With no known fate or destination, thousands of children continue to linger in al-Hol camp, eastern Syria. Born to parents affiliated with ISIS, many are at risk of being radicalised in the displacement camps they are being held in. According to eyewitness accounts, over 300 children currently residing in al-Hol, which is located near the Syrian city of Baghouz in Deir ez-Zour Province, continue to be indoctrinated by more hardline militants, including many female ISIS members. In one of many instances, a reporter asks a female child if she wants to go back to her country of origin, Germany, and her response, delayed and confused: a short no. In another question posed to a young boy, he is pulled away by a woman before responding.

Following the militant group’s defeat in Syria in March of this year, thousands of children and women related to ISIS militants fled the city and sought refuge in the displacement camps set up by the Syrian Democratic Forces (SDF).

After thorough screening, the SDF placed these individuals in separate sections of the camp, while they awaited their fate.

According to officials, these women and children originate from over 40 different countries in the world. As a result, the SDF has called on those countries to repatriate their citizens so that they can receive rehabilitation and live amongst their extended families.

However, for the most part, these calls have fallen on deaf ears, as many countries have refused to take back their citizens. Some states have proposed that countries take back their citizens and provide them with psychological and social rehabilitation so that they can reintegrate back into society. While this solution is yet to be adopted, some experts say that the longer these children are kept in the camps, the higher the risk of further radicalisation occurring.

“We will teach children about jihad. I hope that the Islamic State will return,” said a wife of an ISIS militant.

Problems and Solutions

In addition to the suffering that they face in the displacement camps, children and Human Rights activists have pointed out that many children born to ISIS parents have no official documentation, which guarantees them an education, healthcare, and other essential services. Furthermore, the documentation issued by ISIS to these children does not mention their countries of origin. As a result, countries willing to repatriate their citizens are unable to do so, due to the lack of real evidence.

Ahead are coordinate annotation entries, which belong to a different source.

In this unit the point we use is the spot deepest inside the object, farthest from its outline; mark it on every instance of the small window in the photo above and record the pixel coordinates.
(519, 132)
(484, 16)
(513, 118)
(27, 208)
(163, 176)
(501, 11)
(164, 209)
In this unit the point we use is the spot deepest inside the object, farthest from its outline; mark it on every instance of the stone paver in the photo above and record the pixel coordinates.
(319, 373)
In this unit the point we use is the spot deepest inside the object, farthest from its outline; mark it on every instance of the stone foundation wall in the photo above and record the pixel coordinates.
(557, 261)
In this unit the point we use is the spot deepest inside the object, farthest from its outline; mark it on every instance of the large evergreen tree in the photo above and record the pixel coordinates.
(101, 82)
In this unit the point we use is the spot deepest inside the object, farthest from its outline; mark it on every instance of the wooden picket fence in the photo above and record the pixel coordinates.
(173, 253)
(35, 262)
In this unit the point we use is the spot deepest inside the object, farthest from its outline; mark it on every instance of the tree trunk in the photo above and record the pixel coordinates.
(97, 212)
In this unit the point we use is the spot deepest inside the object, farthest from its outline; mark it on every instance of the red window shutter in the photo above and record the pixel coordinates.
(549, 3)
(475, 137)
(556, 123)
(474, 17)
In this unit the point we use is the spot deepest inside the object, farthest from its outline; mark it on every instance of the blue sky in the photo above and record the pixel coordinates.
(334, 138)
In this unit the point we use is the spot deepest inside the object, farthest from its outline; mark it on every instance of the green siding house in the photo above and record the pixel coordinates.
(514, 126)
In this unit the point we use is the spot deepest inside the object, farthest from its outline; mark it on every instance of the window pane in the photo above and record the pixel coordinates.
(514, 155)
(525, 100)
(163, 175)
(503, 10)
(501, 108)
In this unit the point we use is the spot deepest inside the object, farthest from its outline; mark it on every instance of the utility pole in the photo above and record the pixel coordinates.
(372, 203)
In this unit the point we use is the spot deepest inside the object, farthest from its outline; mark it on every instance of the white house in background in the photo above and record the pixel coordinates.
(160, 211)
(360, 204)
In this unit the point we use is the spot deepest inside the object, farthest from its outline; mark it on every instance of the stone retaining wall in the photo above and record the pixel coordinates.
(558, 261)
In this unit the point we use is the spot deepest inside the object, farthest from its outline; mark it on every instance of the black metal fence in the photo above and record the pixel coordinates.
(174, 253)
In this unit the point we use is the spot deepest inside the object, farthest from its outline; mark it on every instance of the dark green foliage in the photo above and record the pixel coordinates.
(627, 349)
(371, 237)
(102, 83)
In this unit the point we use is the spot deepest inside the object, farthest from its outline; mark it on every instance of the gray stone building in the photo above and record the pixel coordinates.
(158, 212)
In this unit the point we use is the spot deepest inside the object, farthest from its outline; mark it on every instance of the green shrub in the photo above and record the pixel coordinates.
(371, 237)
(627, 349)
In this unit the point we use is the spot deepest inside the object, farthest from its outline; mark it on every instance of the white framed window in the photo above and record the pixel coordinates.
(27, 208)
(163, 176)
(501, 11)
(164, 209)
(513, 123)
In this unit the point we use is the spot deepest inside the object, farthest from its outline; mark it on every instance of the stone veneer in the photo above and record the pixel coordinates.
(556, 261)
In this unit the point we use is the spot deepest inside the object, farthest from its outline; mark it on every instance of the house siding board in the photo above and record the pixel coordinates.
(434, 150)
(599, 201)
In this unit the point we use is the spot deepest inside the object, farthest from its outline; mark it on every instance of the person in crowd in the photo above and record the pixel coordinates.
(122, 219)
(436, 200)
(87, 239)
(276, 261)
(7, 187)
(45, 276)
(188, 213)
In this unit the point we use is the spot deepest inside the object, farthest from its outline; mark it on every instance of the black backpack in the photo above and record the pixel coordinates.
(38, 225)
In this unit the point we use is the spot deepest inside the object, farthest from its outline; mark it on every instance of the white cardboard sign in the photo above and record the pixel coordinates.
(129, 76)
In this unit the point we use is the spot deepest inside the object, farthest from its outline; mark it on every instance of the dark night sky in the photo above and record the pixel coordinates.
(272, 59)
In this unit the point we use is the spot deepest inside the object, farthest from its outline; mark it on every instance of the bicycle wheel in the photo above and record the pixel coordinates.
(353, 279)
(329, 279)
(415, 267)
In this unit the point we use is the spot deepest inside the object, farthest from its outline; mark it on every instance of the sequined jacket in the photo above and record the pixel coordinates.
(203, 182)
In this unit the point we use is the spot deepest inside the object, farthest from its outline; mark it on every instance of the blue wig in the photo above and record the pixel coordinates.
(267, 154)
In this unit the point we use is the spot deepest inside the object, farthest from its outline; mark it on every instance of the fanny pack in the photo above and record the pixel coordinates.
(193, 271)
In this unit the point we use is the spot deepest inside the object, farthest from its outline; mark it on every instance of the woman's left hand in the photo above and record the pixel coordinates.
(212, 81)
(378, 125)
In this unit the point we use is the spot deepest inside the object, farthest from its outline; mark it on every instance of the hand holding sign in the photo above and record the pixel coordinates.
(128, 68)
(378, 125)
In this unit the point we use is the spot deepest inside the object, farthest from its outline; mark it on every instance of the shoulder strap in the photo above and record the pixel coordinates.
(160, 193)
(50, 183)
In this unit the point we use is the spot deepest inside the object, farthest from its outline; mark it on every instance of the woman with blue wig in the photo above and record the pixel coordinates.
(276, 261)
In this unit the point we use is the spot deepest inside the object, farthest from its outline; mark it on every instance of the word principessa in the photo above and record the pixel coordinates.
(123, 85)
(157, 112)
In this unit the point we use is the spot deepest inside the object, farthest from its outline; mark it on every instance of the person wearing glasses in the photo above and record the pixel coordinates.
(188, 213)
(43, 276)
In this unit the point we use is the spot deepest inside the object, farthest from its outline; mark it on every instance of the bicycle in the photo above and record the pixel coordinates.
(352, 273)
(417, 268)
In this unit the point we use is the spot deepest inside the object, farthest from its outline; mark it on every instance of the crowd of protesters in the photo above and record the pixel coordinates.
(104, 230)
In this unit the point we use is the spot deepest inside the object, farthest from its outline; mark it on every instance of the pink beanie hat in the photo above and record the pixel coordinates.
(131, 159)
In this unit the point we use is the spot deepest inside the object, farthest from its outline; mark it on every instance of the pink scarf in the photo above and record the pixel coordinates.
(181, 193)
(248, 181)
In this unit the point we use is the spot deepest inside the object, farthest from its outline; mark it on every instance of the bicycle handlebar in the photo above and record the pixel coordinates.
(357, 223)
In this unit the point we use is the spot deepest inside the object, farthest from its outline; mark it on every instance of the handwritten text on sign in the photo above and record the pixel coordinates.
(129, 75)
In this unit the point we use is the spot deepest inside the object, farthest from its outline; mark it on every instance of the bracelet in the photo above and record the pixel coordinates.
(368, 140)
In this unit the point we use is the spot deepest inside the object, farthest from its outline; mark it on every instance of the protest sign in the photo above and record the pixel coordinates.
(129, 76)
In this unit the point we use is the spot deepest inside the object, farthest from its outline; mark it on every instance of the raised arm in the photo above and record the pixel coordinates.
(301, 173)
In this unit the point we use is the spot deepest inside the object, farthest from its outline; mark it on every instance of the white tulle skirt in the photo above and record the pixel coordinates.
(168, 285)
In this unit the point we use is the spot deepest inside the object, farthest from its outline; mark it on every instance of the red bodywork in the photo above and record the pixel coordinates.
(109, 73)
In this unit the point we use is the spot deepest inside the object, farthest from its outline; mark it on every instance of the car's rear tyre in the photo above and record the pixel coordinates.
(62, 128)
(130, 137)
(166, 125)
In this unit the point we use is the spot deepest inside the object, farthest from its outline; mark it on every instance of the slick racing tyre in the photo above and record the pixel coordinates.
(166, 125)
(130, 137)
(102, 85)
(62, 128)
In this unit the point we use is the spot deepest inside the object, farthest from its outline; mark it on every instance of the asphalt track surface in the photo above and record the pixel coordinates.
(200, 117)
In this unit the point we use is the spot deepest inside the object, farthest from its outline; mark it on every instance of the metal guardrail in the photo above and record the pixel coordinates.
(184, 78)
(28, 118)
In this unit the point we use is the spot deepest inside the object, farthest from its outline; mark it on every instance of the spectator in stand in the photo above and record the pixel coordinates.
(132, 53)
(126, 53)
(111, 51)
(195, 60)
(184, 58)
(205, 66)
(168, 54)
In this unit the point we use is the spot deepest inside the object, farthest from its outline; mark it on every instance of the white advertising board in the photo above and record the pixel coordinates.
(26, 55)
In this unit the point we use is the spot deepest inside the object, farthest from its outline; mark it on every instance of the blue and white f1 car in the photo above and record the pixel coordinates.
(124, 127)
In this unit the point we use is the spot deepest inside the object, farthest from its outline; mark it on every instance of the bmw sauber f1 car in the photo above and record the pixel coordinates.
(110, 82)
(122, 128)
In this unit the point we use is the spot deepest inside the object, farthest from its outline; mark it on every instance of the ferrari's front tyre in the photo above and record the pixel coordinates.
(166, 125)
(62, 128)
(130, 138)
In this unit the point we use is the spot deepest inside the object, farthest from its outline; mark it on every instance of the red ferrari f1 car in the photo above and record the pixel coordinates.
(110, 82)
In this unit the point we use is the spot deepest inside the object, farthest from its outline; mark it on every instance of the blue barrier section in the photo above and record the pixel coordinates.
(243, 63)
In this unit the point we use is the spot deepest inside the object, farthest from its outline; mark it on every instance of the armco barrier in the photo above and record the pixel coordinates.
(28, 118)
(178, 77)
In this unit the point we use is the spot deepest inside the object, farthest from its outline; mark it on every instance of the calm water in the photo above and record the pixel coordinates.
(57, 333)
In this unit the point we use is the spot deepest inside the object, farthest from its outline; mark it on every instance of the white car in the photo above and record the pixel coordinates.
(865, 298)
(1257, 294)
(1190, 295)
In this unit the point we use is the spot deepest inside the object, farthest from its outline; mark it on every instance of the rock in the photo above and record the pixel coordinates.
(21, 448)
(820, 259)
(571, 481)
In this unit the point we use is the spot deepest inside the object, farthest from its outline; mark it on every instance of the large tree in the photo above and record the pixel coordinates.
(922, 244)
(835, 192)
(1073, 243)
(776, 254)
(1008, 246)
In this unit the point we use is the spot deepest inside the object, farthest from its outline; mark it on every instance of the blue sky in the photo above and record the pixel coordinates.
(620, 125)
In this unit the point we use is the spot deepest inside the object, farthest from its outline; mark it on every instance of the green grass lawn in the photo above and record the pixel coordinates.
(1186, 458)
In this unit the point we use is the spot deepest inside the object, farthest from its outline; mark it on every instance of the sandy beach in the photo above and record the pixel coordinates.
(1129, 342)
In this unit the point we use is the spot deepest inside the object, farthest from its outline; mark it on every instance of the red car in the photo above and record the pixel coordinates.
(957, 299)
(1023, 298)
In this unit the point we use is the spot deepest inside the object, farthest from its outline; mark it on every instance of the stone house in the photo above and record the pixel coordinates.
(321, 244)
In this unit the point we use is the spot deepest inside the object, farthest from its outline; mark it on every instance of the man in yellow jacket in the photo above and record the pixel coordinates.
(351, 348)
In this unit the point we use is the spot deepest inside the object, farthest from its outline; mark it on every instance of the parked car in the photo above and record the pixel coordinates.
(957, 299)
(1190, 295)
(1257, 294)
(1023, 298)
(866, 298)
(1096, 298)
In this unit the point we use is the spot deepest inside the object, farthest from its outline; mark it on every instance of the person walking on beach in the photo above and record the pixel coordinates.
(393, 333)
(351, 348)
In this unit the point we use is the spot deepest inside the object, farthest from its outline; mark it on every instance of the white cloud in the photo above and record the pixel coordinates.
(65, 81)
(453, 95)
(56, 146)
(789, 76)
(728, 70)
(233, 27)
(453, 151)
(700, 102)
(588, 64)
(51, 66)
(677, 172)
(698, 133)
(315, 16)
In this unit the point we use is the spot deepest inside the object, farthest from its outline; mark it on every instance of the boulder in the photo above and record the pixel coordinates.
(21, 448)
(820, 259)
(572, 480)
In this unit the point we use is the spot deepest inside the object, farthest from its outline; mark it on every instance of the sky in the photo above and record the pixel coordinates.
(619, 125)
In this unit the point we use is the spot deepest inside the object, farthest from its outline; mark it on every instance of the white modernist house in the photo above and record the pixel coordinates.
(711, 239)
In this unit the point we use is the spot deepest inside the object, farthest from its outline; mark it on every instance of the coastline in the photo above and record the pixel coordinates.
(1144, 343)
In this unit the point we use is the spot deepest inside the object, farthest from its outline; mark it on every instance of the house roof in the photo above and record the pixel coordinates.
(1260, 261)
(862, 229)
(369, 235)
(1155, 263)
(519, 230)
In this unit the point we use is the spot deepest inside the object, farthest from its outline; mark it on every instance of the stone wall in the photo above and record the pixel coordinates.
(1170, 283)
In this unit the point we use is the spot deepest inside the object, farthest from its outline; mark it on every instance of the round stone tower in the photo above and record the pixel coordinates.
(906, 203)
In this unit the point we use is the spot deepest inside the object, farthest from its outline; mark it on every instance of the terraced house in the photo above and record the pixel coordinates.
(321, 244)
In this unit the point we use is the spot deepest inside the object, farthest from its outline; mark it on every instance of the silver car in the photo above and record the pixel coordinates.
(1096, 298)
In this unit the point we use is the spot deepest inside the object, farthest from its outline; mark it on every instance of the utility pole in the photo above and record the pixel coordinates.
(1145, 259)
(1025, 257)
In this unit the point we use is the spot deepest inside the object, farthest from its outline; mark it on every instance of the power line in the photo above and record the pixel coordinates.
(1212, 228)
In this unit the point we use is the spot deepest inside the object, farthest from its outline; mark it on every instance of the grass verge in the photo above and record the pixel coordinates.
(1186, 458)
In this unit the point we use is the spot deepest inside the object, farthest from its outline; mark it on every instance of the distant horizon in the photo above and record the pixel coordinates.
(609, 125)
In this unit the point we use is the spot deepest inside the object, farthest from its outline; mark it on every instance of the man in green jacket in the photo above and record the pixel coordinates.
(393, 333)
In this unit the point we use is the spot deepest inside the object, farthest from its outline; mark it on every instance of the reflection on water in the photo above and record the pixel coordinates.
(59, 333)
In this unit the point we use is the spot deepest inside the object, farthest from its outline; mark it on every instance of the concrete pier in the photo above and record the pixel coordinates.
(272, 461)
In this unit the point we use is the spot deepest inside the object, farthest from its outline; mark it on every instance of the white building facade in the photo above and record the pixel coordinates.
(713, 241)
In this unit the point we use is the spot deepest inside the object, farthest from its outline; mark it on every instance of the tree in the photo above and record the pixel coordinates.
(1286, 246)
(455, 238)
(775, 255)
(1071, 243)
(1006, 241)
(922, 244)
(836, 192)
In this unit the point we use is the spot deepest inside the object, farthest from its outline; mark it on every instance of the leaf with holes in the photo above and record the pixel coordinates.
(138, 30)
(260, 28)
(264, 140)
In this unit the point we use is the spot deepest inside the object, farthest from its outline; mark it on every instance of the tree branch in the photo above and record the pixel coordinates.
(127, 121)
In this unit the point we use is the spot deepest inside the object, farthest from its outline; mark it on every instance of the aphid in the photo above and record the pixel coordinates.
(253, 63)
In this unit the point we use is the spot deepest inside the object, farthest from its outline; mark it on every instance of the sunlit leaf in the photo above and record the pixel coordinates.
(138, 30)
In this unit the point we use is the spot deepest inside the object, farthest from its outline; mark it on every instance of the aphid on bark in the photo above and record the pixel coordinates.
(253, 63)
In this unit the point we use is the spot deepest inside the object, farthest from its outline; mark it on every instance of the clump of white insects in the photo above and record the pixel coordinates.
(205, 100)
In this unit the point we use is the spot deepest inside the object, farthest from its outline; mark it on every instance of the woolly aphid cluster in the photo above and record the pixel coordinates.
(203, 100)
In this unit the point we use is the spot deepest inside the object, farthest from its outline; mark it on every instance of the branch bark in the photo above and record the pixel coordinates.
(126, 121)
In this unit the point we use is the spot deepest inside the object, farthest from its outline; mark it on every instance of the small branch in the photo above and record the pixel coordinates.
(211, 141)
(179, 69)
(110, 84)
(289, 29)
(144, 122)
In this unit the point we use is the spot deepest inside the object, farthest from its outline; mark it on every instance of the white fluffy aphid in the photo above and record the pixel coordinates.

While this problem is ongoing, the Iraqi Parliament’s Committee on Human Rights announced at the beginning of this June that the Iraqi Government is expected to set up special courts, which will allow the children of ISIS to obtain official identification so that they are guaranteed their fundamental rights. The courts will use eyewitness accounts to cross-check the children’s origins so that they are eventually repatriated and given back to their families.

According to the Norwegian Refugee Council, over 45,000 children will potentially be affected by this decision.

While this is not a final solution for this issue, it is a good first step towards the alleviation of this crisis.  Other countries must follow suit and support Iraq and Syria in their mission to rehabilitate children of ISIS militants.